De acuerdo, no me esperaba eso. La miré extrañada, ¿quién era ella para andar con esas ínfulas en la oficina del jefe? Pues bien, tenía que comportarme en mi primer día, así que me mordí la lengua.

—Yo... —carraspeé y desvié la vista hacia el escritorio de ébano— he sido contratada ayer.

Regina pareció comprenderlo al instante.

—¡Ah, claro! La nueva secretaria. —Asintió y unos cuantos mechones de su rubio cabello se salieron del moño que los sujetaba—. Me da mucho gusto conocerte. Espero que nuestro trabajo juntas resulte satisfactorio.
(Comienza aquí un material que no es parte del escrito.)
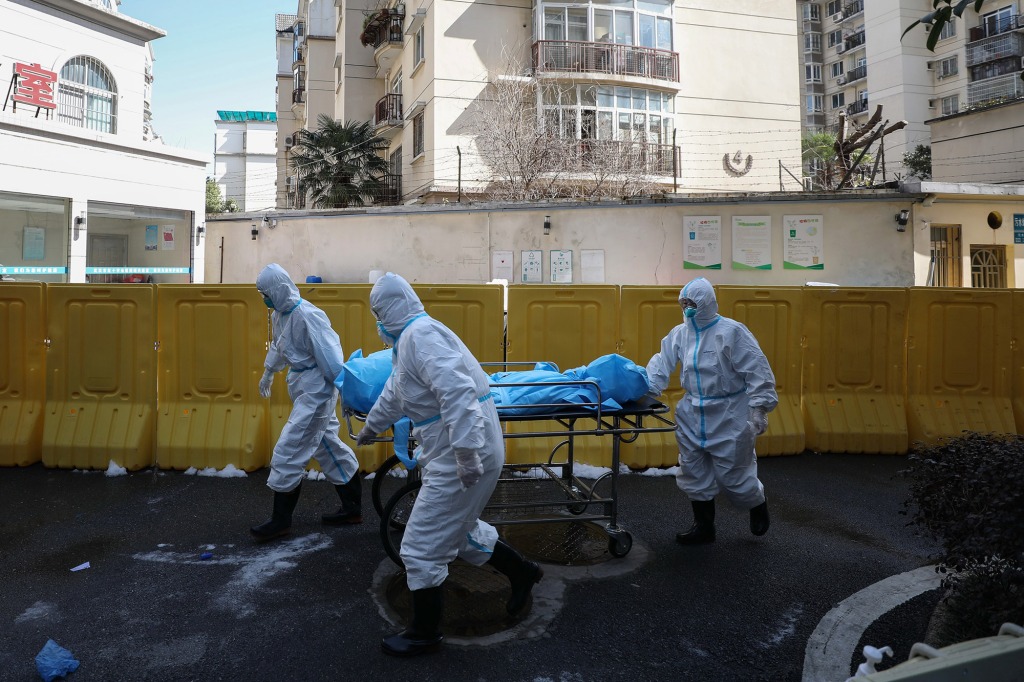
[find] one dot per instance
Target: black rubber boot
(350, 511)
(702, 530)
(759, 519)
(521, 572)
(281, 518)
(424, 633)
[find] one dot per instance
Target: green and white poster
(803, 243)
(702, 243)
(752, 242)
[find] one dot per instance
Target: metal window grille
(946, 256)
(988, 266)
(87, 95)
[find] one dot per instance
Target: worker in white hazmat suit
(304, 342)
(730, 389)
(437, 383)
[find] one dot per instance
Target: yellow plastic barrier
(958, 359)
(647, 314)
(101, 383)
(855, 370)
(772, 314)
(213, 341)
(568, 326)
(23, 333)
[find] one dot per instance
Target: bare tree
(531, 158)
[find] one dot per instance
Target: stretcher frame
(564, 489)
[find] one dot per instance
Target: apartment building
(702, 95)
(87, 192)
(245, 158)
(853, 57)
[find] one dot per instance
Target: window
(419, 51)
(88, 96)
(418, 135)
(950, 104)
(948, 67)
(945, 268)
(948, 29)
(988, 266)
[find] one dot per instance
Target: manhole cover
(564, 543)
(474, 600)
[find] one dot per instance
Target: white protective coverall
(725, 375)
(437, 383)
(304, 342)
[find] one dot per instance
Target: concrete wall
(641, 245)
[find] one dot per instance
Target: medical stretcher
(542, 492)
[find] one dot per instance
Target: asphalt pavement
(150, 606)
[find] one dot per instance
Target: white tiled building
(87, 192)
(244, 162)
(707, 88)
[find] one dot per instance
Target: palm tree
(339, 165)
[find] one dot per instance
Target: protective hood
(700, 292)
(276, 284)
(394, 303)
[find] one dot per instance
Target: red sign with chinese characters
(35, 85)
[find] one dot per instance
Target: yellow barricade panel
(854, 370)
(567, 326)
(23, 331)
(213, 341)
(647, 314)
(1018, 355)
(772, 314)
(958, 359)
(101, 383)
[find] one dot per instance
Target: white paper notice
(702, 242)
(532, 266)
(592, 265)
(561, 266)
(752, 243)
(501, 265)
(803, 243)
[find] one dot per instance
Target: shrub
(968, 493)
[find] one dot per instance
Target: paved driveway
(151, 608)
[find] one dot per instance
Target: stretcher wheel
(620, 543)
(394, 518)
(390, 477)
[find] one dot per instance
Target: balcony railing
(857, 108)
(637, 157)
(856, 74)
(388, 110)
(995, 28)
(994, 48)
(587, 57)
(384, 27)
(853, 8)
(855, 40)
(994, 90)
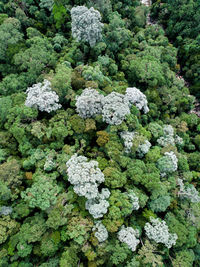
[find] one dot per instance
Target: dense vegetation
(99, 149)
(181, 22)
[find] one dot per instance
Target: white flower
(86, 24)
(159, 232)
(42, 97)
(136, 97)
(115, 108)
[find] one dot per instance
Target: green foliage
(147, 255)
(42, 194)
(184, 258)
(78, 229)
(160, 204)
(61, 81)
(7, 228)
(48, 224)
(118, 252)
(69, 258)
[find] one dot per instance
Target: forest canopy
(99, 133)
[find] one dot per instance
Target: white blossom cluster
(128, 140)
(129, 236)
(159, 232)
(86, 24)
(188, 192)
(136, 97)
(169, 138)
(86, 177)
(168, 163)
(101, 232)
(42, 97)
(115, 108)
(143, 148)
(89, 103)
(98, 206)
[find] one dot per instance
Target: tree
(86, 24)
(42, 97)
(42, 194)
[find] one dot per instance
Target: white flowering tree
(168, 163)
(85, 176)
(42, 97)
(89, 103)
(136, 97)
(159, 232)
(86, 24)
(129, 236)
(189, 192)
(169, 138)
(115, 108)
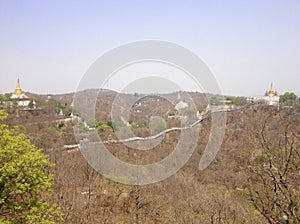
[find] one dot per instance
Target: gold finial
(18, 90)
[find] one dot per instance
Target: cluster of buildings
(270, 98)
(19, 98)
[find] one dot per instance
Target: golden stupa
(18, 90)
(271, 91)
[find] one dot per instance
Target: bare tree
(273, 170)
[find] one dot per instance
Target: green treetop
(24, 181)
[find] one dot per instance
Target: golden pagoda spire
(18, 90)
(271, 91)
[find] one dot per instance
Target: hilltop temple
(20, 97)
(271, 97)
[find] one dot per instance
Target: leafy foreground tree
(273, 173)
(24, 181)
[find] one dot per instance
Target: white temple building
(20, 97)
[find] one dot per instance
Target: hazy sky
(49, 45)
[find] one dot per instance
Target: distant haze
(248, 45)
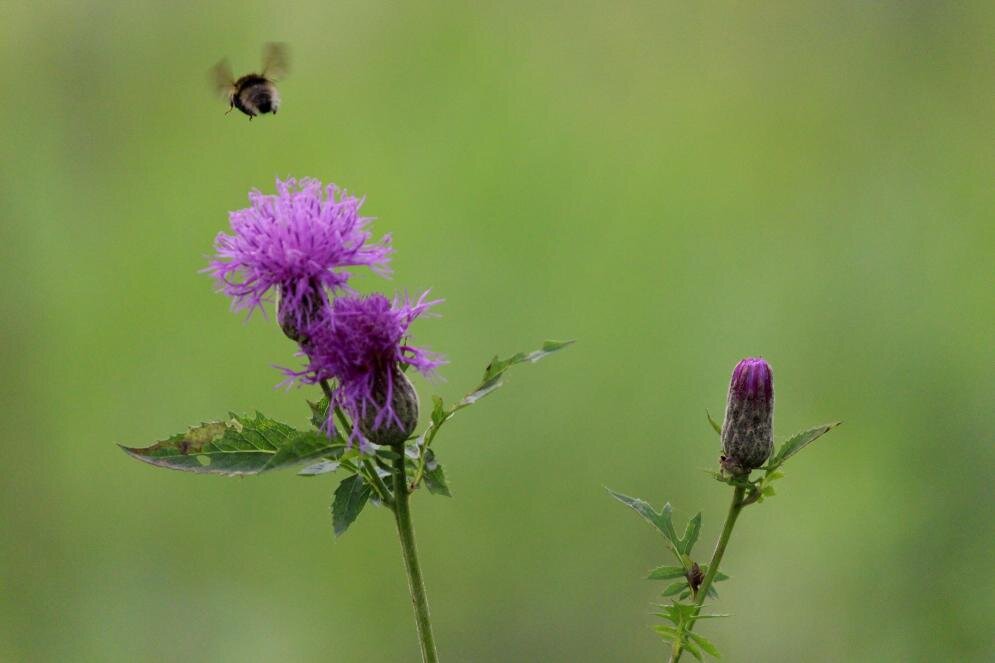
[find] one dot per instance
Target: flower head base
(360, 346)
(297, 241)
(747, 433)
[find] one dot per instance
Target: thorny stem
(406, 533)
(713, 566)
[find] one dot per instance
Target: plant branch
(737, 505)
(405, 531)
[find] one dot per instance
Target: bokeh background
(675, 186)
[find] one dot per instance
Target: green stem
(713, 566)
(405, 531)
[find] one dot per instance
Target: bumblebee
(253, 94)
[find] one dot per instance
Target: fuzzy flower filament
(298, 242)
(748, 429)
(361, 348)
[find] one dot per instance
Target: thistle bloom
(298, 242)
(361, 347)
(747, 433)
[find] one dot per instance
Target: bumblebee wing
(276, 60)
(221, 79)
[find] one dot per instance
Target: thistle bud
(748, 432)
(395, 415)
(296, 313)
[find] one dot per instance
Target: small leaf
(319, 413)
(799, 442)
(716, 426)
(691, 534)
(666, 573)
(707, 646)
(661, 520)
(350, 498)
(675, 588)
(496, 368)
(691, 647)
(669, 633)
(439, 413)
(435, 481)
(240, 446)
(324, 467)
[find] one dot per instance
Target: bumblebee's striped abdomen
(255, 95)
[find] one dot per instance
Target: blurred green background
(675, 186)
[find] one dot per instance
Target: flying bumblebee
(253, 94)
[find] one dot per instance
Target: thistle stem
(406, 533)
(713, 566)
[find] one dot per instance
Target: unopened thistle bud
(392, 393)
(748, 432)
(360, 345)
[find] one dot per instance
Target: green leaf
(435, 481)
(350, 498)
(439, 413)
(319, 413)
(661, 520)
(496, 368)
(707, 646)
(666, 573)
(691, 534)
(240, 446)
(691, 647)
(675, 588)
(324, 467)
(716, 426)
(799, 442)
(669, 633)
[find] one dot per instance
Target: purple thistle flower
(361, 346)
(296, 241)
(748, 430)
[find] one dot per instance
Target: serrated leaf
(799, 442)
(240, 446)
(691, 647)
(319, 413)
(675, 588)
(435, 481)
(691, 533)
(496, 368)
(668, 633)
(439, 413)
(661, 520)
(716, 426)
(705, 645)
(666, 573)
(324, 467)
(350, 498)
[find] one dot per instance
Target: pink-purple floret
(362, 342)
(753, 379)
(299, 241)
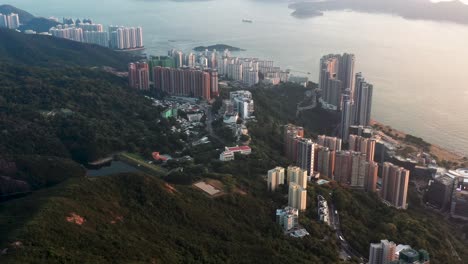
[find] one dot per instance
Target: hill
(47, 51)
(39, 24)
(24, 16)
(137, 219)
(76, 113)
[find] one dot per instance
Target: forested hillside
(76, 113)
(47, 51)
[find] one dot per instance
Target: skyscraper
(326, 162)
(214, 83)
(3, 21)
(297, 176)
(395, 185)
(346, 72)
(276, 177)
(363, 145)
(346, 114)
(359, 170)
(305, 155)
(343, 167)
(291, 133)
(10, 21)
(138, 75)
(297, 197)
(122, 38)
(333, 143)
(362, 101)
(372, 175)
(382, 253)
(336, 76)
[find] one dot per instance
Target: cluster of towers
(354, 167)
(118, 37)
(185, 81)
(10, 21)
(345, 91)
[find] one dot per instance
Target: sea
(419, 68)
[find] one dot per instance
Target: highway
(347, 251)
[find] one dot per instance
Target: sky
(464, 1)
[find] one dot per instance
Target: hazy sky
(464, 1)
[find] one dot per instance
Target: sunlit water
(419, 68)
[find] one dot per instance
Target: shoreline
(442, 153)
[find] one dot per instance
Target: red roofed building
(229, 152)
En la última palabra su voz sonó más ronca. Me daba escalofríos, se los juro. Esa mujer debía ser locutora o recepcionista en una central telefónica de llamadas eróticas a medio tiempo.

—¿Perdón? —Fruncí el ceño, tratando de centrarme en lo que acababa de decirme—. ¿Trabajar juntas? Pensé que sólo necesitarían una secretaria para el presidente.

—Presidenta —corrigió con una media sonrisa y un brillo de diversión cruzando por sus ojos—. Y sí, sólo necesito una y esa eres tú, Brooke.